Spark-knock, otherwise known as detonation or auto-ignition, is a detrimental phenomenon that can occur in a cylinder of a spark-ignition internal combustion engine of the type generally used in motor vehicles. Spark-knock occurs when fuel inside the cylinder combustion chamber is prematurely detonated as a result of rapid temperature and pressure rise due to combined compression by the piston and the ignition by a spark plug of the inlet fuel-air charge. Consequences of spark-knock can be loss of power, degradation in engine durability, and/or an increase in undesirable exhaust emissions.

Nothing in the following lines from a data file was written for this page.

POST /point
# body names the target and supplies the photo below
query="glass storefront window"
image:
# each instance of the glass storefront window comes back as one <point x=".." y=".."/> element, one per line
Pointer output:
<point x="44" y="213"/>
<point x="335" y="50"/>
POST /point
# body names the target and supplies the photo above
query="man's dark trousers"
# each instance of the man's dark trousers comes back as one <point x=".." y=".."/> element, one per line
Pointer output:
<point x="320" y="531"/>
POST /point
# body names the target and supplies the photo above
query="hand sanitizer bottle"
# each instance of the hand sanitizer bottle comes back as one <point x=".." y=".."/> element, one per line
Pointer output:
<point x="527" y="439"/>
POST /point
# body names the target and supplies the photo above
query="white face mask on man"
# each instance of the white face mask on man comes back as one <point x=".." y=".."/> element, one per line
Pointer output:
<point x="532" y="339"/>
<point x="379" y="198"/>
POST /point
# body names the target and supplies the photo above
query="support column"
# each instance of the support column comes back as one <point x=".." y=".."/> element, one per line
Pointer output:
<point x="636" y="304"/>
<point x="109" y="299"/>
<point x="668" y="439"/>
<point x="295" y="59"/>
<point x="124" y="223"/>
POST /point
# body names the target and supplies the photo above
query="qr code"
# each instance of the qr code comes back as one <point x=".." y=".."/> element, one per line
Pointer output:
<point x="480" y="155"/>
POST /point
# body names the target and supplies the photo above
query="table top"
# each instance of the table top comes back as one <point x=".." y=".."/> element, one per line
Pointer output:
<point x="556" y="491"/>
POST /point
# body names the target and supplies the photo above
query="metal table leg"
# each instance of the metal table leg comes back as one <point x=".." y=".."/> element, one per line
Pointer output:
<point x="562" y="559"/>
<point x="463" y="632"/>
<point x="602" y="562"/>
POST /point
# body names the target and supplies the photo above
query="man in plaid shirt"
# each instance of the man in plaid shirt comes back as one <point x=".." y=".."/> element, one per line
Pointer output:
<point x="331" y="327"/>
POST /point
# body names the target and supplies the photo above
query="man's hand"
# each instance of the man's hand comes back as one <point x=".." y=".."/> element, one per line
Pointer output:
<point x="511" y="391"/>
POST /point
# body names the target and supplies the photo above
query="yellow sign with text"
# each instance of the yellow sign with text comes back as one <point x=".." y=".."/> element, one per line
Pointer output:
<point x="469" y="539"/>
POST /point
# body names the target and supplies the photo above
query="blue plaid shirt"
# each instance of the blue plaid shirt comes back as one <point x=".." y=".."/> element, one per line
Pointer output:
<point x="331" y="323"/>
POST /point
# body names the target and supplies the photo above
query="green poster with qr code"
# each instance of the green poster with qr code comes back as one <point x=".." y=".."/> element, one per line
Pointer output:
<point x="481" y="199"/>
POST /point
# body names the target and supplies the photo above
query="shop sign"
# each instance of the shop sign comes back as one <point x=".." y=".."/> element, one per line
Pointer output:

One approach for minimizing spark-knock in the automotive industry is to vary the engine's spark timing. A knock-sensor, a type of accelerometer located on the engine block, is configured to detect knock-induced engine block vibrations, and is then used to generate a signal to the engine computer to retard ignition timing. The net effect of this approach is that while knock is minimized or eliminated, retarding of spark can also have an undesirable impact on the engine's power and overall efficiency during the affected operating cycle.
Another approach for combating spark-knock is to reduce an engine's static compression ratio. While reducing the compression ratio dispenses with the need for a knock-sensor, such an approach can reduce engine power and overall efficiency under all operating conditions.
In view of the above, it is therefore apparent that an efficient method of eliminating spark-knock in spark-ignition internal combustion engines while retaining full engine performance under most operating conditions would be most beneficial.